Da tempo, la giurisprudenza piu’ recente di questa Suprema Corte ha affermato che l’alienazione o la trasformazione della cosa affetta da vizi, di per se’, non e’ sufficiente ad escludere a favore del compratore l’azione di risoluzione del contratto per vizi della cosa venduta, ai sensi dell’articolo 1492, comma 3, c.c. occorrendo tal fine che quel comportamento evidenzi univocamente come l’acquirente abbia inteso accettare la cosa.
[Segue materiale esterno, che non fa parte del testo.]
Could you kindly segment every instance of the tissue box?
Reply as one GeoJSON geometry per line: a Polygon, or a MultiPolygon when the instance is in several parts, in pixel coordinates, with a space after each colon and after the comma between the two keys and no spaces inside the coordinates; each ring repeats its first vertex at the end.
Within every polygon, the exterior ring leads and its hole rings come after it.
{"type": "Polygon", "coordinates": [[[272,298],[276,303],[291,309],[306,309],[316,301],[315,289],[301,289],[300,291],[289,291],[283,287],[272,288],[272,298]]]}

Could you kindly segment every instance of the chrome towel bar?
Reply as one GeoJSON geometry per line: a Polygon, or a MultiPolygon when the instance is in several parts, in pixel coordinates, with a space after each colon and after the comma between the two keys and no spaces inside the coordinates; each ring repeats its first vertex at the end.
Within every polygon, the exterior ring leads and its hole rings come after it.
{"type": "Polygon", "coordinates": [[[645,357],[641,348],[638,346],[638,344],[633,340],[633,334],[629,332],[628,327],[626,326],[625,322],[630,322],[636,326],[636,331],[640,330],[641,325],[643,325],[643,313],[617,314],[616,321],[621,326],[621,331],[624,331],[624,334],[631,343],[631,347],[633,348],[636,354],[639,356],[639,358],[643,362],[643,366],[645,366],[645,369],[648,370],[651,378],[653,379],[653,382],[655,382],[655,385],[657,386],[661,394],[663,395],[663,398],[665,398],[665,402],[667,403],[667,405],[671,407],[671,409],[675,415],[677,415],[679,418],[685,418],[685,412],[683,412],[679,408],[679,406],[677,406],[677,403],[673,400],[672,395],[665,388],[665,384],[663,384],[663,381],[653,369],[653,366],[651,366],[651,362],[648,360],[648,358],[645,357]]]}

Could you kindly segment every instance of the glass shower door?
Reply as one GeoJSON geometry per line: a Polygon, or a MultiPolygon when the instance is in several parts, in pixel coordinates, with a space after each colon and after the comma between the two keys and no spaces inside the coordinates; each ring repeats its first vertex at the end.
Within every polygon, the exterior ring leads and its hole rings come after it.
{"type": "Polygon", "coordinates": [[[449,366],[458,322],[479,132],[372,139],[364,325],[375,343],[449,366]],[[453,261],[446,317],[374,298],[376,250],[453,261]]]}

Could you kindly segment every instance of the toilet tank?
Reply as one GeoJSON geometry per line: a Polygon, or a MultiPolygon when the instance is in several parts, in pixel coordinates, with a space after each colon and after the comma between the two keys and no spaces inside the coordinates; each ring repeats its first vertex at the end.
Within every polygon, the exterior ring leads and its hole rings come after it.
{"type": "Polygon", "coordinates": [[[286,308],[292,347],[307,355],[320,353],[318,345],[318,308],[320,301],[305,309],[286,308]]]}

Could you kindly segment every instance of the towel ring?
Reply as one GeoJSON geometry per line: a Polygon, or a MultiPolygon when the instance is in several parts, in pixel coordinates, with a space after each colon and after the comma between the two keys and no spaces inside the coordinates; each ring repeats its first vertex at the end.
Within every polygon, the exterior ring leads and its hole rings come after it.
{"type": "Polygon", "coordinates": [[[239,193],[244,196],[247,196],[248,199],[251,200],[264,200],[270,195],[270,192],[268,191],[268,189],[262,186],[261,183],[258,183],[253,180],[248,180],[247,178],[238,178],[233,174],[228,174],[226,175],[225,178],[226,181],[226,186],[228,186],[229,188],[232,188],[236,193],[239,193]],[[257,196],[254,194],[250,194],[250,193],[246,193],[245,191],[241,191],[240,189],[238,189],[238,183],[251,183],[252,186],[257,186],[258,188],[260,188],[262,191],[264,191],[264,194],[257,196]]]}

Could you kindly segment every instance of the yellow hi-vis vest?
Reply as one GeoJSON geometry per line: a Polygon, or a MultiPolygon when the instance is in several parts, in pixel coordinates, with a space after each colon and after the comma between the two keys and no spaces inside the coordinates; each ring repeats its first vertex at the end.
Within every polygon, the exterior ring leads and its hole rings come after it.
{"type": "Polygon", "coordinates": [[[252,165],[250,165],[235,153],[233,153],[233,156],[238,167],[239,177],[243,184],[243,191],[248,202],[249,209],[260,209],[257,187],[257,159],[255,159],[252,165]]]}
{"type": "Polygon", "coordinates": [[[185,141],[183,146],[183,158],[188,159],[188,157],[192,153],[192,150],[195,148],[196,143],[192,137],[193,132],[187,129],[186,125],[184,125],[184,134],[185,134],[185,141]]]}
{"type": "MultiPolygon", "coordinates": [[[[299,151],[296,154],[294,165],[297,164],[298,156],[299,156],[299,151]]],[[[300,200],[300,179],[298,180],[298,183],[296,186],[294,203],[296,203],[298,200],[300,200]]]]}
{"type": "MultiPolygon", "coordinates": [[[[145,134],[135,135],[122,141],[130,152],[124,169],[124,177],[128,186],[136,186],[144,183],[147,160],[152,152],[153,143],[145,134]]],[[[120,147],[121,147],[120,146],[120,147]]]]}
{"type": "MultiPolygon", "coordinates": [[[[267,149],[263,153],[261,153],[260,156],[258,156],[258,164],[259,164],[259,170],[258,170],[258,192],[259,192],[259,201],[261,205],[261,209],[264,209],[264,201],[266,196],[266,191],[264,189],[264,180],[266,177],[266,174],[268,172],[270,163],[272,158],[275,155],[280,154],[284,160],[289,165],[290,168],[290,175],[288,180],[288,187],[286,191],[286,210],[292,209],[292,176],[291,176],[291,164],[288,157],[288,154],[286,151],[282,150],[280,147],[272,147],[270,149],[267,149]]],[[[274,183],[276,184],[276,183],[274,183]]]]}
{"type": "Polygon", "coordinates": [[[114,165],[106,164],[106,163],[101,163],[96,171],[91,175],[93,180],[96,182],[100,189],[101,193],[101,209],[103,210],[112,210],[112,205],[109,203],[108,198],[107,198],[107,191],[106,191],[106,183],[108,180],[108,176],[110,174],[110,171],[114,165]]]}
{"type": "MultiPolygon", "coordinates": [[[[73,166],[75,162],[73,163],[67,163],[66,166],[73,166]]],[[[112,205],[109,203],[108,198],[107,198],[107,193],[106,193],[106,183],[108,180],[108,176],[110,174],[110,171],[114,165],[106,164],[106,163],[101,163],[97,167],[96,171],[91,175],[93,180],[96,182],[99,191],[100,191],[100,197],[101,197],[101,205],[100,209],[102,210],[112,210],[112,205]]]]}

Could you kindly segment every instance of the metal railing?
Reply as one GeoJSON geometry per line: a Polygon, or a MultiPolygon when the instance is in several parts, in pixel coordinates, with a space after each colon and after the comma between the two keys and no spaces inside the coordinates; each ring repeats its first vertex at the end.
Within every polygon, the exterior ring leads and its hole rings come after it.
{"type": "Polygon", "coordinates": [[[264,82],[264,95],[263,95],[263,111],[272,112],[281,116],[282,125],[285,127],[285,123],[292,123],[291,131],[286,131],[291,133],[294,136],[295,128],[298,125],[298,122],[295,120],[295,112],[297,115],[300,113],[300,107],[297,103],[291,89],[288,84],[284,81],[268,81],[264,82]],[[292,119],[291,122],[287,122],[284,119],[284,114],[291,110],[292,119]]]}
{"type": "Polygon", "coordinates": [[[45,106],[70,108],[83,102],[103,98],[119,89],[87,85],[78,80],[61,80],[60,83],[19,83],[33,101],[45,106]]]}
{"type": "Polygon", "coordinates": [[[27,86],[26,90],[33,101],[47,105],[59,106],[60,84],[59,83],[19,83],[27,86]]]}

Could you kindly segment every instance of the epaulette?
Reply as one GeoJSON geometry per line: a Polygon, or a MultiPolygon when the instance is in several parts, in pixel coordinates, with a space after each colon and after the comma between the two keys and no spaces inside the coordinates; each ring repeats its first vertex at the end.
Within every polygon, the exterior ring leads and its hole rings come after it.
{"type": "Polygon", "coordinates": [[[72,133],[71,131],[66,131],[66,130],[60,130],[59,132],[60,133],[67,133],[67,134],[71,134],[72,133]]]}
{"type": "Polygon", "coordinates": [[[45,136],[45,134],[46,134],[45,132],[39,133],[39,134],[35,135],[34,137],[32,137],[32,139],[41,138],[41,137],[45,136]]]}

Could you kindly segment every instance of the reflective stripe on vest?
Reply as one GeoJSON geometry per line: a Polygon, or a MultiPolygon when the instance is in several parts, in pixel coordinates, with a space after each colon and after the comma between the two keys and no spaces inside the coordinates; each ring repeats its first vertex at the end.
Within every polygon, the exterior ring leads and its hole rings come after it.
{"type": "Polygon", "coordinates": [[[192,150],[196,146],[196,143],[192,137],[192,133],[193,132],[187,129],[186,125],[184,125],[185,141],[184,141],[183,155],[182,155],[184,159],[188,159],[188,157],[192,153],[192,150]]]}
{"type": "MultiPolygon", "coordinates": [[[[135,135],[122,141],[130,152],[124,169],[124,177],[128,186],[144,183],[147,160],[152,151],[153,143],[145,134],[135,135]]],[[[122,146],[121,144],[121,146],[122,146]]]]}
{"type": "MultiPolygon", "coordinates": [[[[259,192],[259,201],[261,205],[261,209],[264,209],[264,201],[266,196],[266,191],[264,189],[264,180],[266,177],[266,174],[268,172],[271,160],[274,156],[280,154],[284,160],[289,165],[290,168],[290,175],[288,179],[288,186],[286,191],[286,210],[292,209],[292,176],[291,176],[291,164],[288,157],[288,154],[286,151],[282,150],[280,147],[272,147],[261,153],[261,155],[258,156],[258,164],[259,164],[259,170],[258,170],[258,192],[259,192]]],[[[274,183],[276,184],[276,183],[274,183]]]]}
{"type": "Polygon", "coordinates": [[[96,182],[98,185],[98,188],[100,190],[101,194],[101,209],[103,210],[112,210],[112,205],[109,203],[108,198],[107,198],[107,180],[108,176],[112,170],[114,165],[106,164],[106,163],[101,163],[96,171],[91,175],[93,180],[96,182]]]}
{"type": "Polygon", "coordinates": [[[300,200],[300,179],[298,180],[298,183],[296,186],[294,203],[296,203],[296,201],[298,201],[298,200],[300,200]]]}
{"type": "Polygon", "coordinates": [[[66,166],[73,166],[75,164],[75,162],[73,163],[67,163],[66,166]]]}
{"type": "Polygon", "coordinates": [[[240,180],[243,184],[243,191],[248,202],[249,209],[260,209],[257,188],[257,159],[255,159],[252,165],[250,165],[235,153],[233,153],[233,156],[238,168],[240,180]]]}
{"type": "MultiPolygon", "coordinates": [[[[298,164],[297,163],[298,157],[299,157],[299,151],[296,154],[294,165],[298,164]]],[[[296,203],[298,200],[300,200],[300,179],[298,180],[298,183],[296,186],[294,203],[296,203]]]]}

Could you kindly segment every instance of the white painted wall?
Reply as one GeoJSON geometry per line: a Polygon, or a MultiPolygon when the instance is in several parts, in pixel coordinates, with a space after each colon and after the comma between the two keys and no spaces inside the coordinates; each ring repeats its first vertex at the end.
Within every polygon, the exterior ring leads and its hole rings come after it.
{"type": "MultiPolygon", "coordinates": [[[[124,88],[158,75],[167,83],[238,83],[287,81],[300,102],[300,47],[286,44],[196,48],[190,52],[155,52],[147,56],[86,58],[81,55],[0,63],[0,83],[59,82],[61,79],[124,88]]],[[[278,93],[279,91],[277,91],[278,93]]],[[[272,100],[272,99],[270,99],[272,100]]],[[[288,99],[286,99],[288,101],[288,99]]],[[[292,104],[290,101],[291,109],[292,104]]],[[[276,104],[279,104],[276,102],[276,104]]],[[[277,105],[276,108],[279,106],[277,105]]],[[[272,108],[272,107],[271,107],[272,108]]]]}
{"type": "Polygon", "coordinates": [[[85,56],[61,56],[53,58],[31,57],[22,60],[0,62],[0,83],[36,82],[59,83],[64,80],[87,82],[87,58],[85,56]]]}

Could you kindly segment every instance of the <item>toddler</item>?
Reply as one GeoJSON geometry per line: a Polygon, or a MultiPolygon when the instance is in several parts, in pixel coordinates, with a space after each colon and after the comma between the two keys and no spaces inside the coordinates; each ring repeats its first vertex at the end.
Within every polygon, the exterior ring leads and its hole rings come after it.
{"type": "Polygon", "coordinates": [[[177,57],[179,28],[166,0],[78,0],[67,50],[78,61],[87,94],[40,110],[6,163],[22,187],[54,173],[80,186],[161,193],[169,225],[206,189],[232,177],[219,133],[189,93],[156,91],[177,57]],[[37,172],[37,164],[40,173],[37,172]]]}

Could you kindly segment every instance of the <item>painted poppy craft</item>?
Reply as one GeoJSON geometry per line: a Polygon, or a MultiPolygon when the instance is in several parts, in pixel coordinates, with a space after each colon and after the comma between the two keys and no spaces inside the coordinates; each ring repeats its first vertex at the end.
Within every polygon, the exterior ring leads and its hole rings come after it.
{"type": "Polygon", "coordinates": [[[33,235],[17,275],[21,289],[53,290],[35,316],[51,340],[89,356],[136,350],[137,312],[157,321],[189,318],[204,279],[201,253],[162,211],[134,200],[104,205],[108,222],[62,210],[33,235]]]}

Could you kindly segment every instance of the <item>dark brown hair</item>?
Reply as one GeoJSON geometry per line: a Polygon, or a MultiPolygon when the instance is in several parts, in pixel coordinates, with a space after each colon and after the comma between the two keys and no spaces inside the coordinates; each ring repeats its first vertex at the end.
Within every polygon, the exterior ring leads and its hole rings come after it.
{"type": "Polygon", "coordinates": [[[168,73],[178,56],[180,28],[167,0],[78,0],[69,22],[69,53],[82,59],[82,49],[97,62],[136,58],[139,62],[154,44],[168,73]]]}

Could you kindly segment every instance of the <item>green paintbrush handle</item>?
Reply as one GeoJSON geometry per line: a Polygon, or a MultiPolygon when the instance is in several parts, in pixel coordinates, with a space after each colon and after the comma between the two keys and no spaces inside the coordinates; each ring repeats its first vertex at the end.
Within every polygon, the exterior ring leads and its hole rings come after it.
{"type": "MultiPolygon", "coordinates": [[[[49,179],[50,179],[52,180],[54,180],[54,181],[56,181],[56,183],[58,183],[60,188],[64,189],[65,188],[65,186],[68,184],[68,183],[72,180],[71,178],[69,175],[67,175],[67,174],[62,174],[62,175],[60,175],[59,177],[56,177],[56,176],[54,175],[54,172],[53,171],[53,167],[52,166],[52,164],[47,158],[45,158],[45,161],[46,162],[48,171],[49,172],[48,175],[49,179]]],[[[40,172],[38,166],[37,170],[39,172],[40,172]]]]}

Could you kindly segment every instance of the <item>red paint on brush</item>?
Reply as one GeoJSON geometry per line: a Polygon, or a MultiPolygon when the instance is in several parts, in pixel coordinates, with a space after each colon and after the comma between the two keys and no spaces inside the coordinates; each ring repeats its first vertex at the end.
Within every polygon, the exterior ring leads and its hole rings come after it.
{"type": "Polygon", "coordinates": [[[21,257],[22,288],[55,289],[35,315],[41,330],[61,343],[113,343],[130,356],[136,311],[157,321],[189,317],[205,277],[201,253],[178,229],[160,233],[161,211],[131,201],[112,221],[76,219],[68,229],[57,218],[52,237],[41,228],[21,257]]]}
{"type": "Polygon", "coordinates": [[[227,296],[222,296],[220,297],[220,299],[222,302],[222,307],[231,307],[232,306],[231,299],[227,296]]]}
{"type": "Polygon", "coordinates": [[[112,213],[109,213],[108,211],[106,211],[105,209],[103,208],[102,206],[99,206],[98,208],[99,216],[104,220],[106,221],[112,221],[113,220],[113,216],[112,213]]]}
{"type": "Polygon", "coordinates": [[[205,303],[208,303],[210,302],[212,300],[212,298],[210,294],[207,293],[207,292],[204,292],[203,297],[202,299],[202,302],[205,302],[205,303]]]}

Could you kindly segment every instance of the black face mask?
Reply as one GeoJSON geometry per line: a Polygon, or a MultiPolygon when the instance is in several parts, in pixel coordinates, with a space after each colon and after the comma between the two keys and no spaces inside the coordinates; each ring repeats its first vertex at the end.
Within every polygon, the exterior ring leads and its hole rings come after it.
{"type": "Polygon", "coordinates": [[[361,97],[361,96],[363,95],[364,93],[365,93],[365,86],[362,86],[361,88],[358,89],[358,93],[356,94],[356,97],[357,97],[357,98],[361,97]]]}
Nel caso in cui l’azione di risoluzione per vizi, nonostante il perimento del bene, non sia preclusa, ai sensi dell’ultimo comma dell’articolo 1492 c.c., all’obbligo della restituzione specifica dei beni periti si sostituisce quello della restituzione per equivalente, che opera in via automatica, senza necessita’ di una specifica domanda da parte dell’acquirente (Sez. 2, n. 2429 del 31 gennaio 2018; Sez. 2, n. 18202 del 29 luglio 2013).

3.2) Se pertanto appare condivisibile l’esclusione dell’applicazione dell’articolo 2038 comma 1 c.c. – trattandosi di norma riferita unicamente ad obbligazioni nascenti dalla legge – la sentenza impugnata non ha motivato circa gli elementi, indiziari e logici, che avrebbero dovuto convincere della volonta’ del (OMISSIS) di accettare comunque la res, benche’ pacificamente appartenente ad un genere differente (aliud pro alio) da quello desiderato e riferito al contratto e non essendo il cespite oggettivamente in grado di soddisfare le esigenze concrete di sua utilizzazione, diretta o indiretta, ad opera del compratore.

3.3) E tanto a voler sottacere che, in ogni caso, l’azione di risoluzione del contratto di compravendita per vizi, che si fonda sul disposto degli articoli 1490, 1492 e 1495 c.c., costituendo una disciplina particolare rispetto all’azione di risoluzione per inadempimento ex articolo 1453 c.c., non puo’ esprimere principi generali validi anche rispetto alla consegna di “aliud pro alio”, costantemente qualificata dalla giurisprudenza come res di genere del tutto diverso o che presenti difetti tali da impedire ad essa di assolvere alla sua funzione naturale o a quella ritenuta essenziale dalle parti (Sez. 2, n. 6496 del 5 aprile 2016; Sez. 2, n. 10188 del 3 agosto 2000).

Il motivo di ricorso incidentale, che prende spunto dall’omessa pronunzia della Corte d’appello circa la domanda restitutoria dell’immobile, resta assorbito dall’accoglimento del ricorso avversario.

La sentenza impugnata va dunque cassata ed il giudice del rinvio, che si designa nella Corte d’appello di Milano, in diversa composizione, dovra’ verificare se l’alienazione della res da parte del ricorrente corrispondesse alla sua volonta’ di rinunciare alla richiesta risoluzione del contratto.

P.Q.M.

La Corte accoglie il primo motivo, rigetta il secondo, cassa la sentenza impugnata in relazione alla censura accolta e rinvia alla Corte d’appello di Milano, in diversa composizione, cui demanda di provvedere anche sulle spese del giudizio di legittimita’. Dichiara assorbito il ricorso incidentale.